According to the American Academy of Pediatrics, by the time children have reached the fifth grade, around 80 percent of them have been physically punished.
They also report that physical punishment, which includes spanking and hitting, has been shown to be ineffective and lead to more aggressive behavior. They recommend that parents use more effective parenting practices, which is something that the Centers for Disease Control and Prevention (CDC) refers to as positive parenting.
“Positive parenting focuses on teaching children what type of behavior is acceptable through means that are more effective and positive,” explains Reena B. Patel, a parenting expert, licensed educational psychologist, and author. “When we focus on positive parenting techniques, we get the desired behavior we want and we help to create children who are mentally healthier and better adjusted.”
Parenting styles, including whether or not parents take a positive or punitive approach to discipline, can have an impact on the child’s development. According to recent research published in the journal International Quarterly of Community Health Education, parenting styles influence whether or not adolescents have poor self-esteem, and those who do have poor self-esteem are prone to experiencing many challenges. Their study, which included over 500 pupils, concluded that there is a significant association between parenting styles and adolescents’ self-esteem.
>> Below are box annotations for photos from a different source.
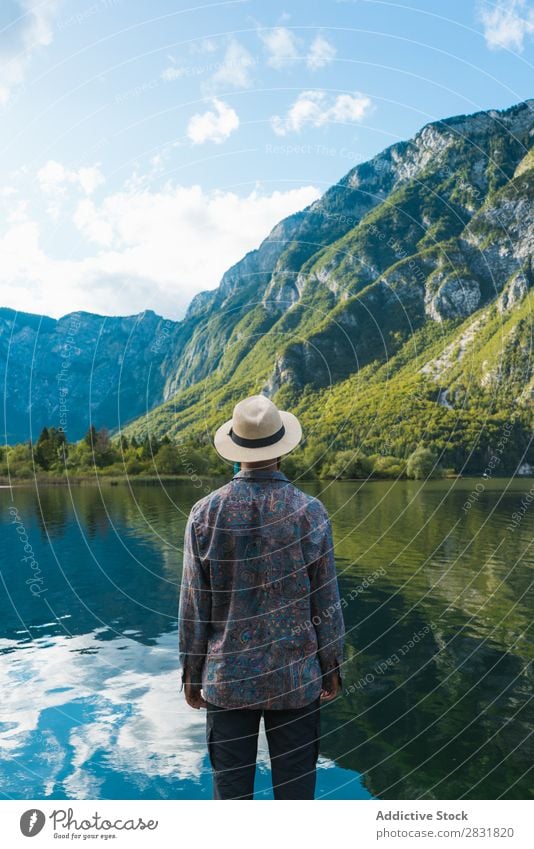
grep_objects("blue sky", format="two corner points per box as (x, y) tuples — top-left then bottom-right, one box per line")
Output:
(0, 0), (534, 318)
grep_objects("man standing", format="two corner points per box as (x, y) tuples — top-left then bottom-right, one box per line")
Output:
(179, 395), (344, 799)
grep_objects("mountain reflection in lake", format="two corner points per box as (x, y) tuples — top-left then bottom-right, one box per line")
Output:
(0, 479), (534, 799)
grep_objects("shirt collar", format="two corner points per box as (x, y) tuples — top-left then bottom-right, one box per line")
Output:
(232, 469), (289, 483)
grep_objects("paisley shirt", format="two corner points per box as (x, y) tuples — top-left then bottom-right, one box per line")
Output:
(178, 469), (344, 709)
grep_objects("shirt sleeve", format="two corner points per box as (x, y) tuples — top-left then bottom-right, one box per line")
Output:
(178, 514), (211, 687)
(308, 511), (345, 689)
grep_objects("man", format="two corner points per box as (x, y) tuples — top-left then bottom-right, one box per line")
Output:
(179, 395), (344, 799)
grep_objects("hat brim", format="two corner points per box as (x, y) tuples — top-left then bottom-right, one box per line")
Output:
(213, 410), (302, 463)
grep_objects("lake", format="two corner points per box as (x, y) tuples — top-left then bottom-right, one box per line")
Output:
(0, 478), (534, 799)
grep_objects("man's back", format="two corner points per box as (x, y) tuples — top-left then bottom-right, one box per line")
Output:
(179, 469), (344, 709)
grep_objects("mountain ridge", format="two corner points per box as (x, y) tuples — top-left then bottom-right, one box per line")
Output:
(0, 100), (534, 476)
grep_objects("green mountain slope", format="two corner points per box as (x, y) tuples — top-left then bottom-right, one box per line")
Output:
(122, 101), (534, 472)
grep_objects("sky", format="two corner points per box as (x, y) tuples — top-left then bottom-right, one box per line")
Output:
(0, 0), (534, 319)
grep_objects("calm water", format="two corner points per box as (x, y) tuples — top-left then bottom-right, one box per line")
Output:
(0, 479), (534, 799)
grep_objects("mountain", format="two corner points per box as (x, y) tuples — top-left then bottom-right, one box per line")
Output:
(0, 100), (534, 471)
(122, 101), (534, 472)
(0, 308), (184, 443)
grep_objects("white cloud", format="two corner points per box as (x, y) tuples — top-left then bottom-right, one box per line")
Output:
(260, 27), (299, 70)
(479, 0), (534, 53)
(189, 38), (217, 54)
(187, 97), (239, 144)
(0, 0), (59, 106)
(37, 159), (104, 195)
(306, 35), (337, 71)
(0, 177), (320, 318)
(271, 90), (372, 136)
(206, 38), (256, 91)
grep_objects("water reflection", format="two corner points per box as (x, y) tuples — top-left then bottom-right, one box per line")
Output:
(0, 480), (534, 799)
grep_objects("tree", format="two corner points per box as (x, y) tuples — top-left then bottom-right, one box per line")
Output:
(156, 444), (183, 475)
(406, 446), (443, 480)
(321, 451), (372, 480)
(84, 425), (96, 448)
(93, 427), (115, 466)
(33, 427), (67, 471)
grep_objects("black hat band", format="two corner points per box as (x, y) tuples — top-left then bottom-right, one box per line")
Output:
(228, 425), (286, 448)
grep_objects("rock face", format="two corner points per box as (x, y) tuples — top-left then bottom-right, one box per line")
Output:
(0, 308), (183, 443)
(0, 101), (534, 441)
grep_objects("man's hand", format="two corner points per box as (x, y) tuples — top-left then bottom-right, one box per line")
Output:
(184, 672), (207, 710)
(320, 675), (341, 702)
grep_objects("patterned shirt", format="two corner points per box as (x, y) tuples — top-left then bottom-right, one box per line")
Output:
(178, 469), (345, 709)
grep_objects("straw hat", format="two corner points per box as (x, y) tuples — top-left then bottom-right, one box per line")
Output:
(213, 395), (302, 463)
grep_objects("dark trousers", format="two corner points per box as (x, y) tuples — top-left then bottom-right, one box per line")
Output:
(206, 699), (321, 799)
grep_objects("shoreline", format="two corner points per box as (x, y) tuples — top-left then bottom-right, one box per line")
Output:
(0, 473), (534, 489)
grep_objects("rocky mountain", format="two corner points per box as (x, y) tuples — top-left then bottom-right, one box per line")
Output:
(121, 101), (534, 471)
(0, 308), (180, 443)
(0, 101), (534, 470)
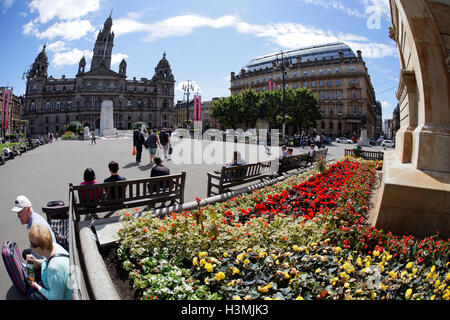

Positive parenting helps to create children who have healthy self-esteem, are less aggressive, and who tend to have better family bonds. Yet many parents are not sure where to start when it comes to carrying out positive parenting practices. Patel has spent over 20 years working with families to help them adopt supportive and effective positive parenting practices.
Here are 11 positive parenting practices that Patel recommends families adopt:
- Give your child lots of nurturing physical attention – children like hugs, cuddles and holding hands.
- Children are more likely to misbehave when they are bored, so provide lots of engaging indoor and outdoor activities for your child such as play dough, coloring, cardboard boxes, dress ups, blanket tents, etc.
- Set clear limits on your child’s behavior. Sit down and have a family discussion on the family rules in your home. Let your child know what the consequences will be if they break the rules. Rules should be few, fair, easy to follow, enforceable, and positively stated (ex: Stay close to dad in the store; Use a pleasant voice; Wash your hands before meals.)
- If your child misbehaves, stay calm and give them clear instruction to stop misbehaving and tell them what you would like them to do instead. (ex: “Stop throwing. Play with the truck on the ground.”) Use specific praise with your child if they stop (ex: “Thank you for playing with the truck on the ground.”)
- Have realistic expectations. All children misbehave at times, and it is inevitable that you will have some discipline challenges. Trying to be the perfect parent can set you up for frustration and disappointment.
- Look after yourself. It is difficult to be a calm, relaxed parent if you are stressed, feeling anxious or down. Try to find time every week to let yourself unwind or do something that you enjoy. I know as parents it is difficult to do, but give yourself permission to take time for yourself.
- Children need positive attention. If they do not receive positive attention from family, they may choose to seek out negative attention. This is because negative attention is still attention, and any attention is better than being ignored. Remember to communicate with your child. Love and care are the greatest healers.
- Punishing a child is not as effective as using praise and rewards. Rather than focusing on weaknesses, find ways to assist your child in developing to his or her full potential. When encouraged, children will acquire talents to compensate for any deficiencies.
- Avoid negative emotional reactions, such as anger, sarcasm, and ridicule. If your child has problems with control, negativity will only make him or her feel worse. Use short and mild verbal phrases/acronyms to remind your child to focus, like “L P.A.,” for “let’s pay attention.”
- Parent by example. (Model what you expect) Think of your kids like copy machine who will mimic everything you do. If you make poor choices in behavior, you are giving them permission to act in the same ways. Check in with yourself, and don’t lose it in front of the children.
- Don’t give up on your child, ever! All of your child’s problems can be worked through with humor, goodwill, and perseverance. With proper parental support, even the most troublesome teens can become amazing people.
“When we take compassion and kindness into parenting practices, we are going to have much better outcomes and the whole family is going to be happier and healthier,” added Patel. “If you are not used to using positive parenting practices, it may take a little adjusting, but stick with it, and you will see and love the results.”
Patel is the founder of Autism & More, and as a licensed educational psychologist and guidance counselor, she helps children and their families with the use of positive behavior support strategies across home, school, and in community settings. She does workshops around California, where she provides this information to health professionals, families, and educators. She is also the author of two children’s books that teach compassion and kindness, called “My Friend Max: A Story About a Friend with Autism,” and “Winnie & Her Worries,” both available on Amazon.